This past weekend, the Husband-Elect and I managed to cram ourselves into a screening of the documentary at the Film Forum in Manhattan’s West Village. Directed by Robert Kenner with extensive commentary from both Michael Pollan and Eric Schlosser, it’s an important film, and it changed the way we’ll eat from here on in. No kidding.
Some background: I’ve read Fast Food Nation (Schlosser), The Omnivore’s Dilemma (Pollan), and In Defense of Food (Pollan again), as well as an untold number of blog, magazine, and newspaper articles on the modern U.S. food industry. So I knew. But I don’t know if I knew. You know?
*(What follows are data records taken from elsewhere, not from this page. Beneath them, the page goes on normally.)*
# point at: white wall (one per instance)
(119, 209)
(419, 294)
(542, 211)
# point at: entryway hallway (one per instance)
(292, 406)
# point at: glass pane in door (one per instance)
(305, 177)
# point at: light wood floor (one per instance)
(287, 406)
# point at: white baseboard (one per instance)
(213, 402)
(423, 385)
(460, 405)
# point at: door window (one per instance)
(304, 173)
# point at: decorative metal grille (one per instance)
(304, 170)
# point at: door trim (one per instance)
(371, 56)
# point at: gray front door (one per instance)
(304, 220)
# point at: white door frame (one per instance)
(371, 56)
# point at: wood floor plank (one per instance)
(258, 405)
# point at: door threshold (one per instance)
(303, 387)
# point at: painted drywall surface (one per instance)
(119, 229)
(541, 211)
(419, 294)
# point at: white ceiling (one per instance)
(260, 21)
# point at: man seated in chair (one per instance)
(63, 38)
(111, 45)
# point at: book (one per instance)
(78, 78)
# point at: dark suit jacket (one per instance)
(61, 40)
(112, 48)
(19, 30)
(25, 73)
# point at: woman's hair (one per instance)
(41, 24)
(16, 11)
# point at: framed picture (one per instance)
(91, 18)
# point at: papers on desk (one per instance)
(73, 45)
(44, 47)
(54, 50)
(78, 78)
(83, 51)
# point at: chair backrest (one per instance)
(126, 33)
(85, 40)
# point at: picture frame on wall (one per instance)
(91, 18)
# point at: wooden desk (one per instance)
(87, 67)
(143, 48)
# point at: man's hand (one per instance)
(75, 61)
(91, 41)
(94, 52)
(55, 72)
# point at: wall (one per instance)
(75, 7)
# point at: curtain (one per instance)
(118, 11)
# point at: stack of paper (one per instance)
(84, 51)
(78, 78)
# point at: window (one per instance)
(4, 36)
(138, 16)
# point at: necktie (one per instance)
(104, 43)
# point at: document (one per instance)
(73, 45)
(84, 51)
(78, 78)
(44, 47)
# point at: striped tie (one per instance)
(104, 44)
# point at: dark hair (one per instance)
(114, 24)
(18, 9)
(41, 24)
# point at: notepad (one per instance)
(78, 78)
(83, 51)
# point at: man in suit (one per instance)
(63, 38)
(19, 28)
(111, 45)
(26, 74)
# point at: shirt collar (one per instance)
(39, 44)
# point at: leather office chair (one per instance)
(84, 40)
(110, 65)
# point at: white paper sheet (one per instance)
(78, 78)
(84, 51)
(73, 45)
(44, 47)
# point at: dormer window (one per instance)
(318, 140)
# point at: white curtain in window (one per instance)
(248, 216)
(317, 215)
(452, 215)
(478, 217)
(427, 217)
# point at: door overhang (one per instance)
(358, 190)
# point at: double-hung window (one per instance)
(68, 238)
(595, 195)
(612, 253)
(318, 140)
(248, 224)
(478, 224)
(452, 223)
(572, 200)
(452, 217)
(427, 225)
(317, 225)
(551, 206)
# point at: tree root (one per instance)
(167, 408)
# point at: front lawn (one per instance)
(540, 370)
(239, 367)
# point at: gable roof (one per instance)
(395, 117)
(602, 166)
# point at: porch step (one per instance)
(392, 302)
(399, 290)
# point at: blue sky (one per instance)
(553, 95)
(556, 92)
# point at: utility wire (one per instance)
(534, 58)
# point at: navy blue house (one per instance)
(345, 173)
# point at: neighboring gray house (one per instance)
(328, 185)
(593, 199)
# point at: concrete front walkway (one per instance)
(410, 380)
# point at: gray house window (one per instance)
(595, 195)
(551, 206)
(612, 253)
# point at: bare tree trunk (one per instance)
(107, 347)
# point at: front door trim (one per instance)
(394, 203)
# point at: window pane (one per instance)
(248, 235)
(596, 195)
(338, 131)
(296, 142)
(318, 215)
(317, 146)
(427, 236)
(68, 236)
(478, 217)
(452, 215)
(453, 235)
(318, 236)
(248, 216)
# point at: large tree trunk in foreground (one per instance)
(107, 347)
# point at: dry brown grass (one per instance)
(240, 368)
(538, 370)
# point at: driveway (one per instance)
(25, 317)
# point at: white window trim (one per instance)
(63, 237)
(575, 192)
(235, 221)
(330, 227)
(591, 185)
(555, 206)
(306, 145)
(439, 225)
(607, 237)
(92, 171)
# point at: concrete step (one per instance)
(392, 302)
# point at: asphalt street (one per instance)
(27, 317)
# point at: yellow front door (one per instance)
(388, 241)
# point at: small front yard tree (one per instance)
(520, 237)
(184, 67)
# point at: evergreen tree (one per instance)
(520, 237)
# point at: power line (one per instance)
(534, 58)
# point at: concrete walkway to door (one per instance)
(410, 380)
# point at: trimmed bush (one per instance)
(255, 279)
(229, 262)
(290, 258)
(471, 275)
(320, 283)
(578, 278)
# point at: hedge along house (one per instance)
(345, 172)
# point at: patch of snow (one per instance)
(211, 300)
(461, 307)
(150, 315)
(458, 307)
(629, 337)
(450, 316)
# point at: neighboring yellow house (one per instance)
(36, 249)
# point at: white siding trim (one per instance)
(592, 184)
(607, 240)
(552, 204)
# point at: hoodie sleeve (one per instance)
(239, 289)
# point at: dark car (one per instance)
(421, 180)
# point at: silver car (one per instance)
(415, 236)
You can read about cows hitting adulthood in mere months, growing to mutant sizes, and spending their entire, miserable lives knee-deep in their own feces, but nothing prepares you for seeing it. Or seeing just how corrupt and toothless the USDA and FDA really are. Or seeing how badly farmers and factory workers are exploited. Or seeing that whatever terrible iniquities are visited upon our food system, the best of intentions are almost always behind them.
You can find several reviews of Food, Inc. over here at Eat Me Daily, and I’ll have more details about it on Wednesday. But today, I wanted to dive into how it affected the both of us – how 93 minutes (give or take a few for the credits) will change dinner for the Husband-Elect and me, maybe permanently.
1) We’re starting to buy our meat and eggs from a farmer’s market. We don’t eat much anyway, so we pow-wowed and decided it’s worth it to us to buy quality, humanely raised chicken, pork, and beef. Honestly, I’m kind of excited about this, because I have no idea what a grass-fed hamburger tastes like. (Like lunch in Xanadu, I’m betting.) The transition might be tough, especially when I JUST WANT SOME #&*$^# BACON, but the cold cut bill could be a pleasant surprise.
2) We’re raising our food budget. Right now, our weekly grocery bill hovers around $55 for two people. We’re upping it to $65 or $70. It can be swung if we’re thoughtful with our cash, take extra care to eat at home, and be sure that nothing goes to waste.
3) We’re reducing our intake of high fructose corn syrup, and sugar in general. Um … this will be difficult, largely because I don’t know all the synonyms yet. (Fructose! Maltodextrin! Sorbitol! WOOO!) In fact, I went to the supermarket today, and was pretty sure that one of the salad dressings was made entirely of sugar. Yikes. Breaking our breakfast cereal habit will be hardest of all. Mostly, we’ll miss the puzzles on the back of the box.
4) We’re becoming granola-flecked, chai-swilling hippies who live in yurts and sell hemp blankets so we can follow Phish on tour. Break out the Birkenstocks, baby. (Okay, not really. Still, we’re attempting to change our eating habits for the better, and that could involve bean sprouts. Stay tuned.)
As far as the blog goes, I honest-to-goodness don’t think it’ll change that much. Meat dishes might become scarcer, but I think I can still swing a few inexpensive recipes with higher-quality poultry, pork, and beef. (Heck, maybe even rabbit or lamb.) We’ll see.
Readers, have you seen Food, Inc. yet? Have you seen ANY movie that altered what you put on your table? How did you do with the changes? Advice and/or shared stories would be fantastic.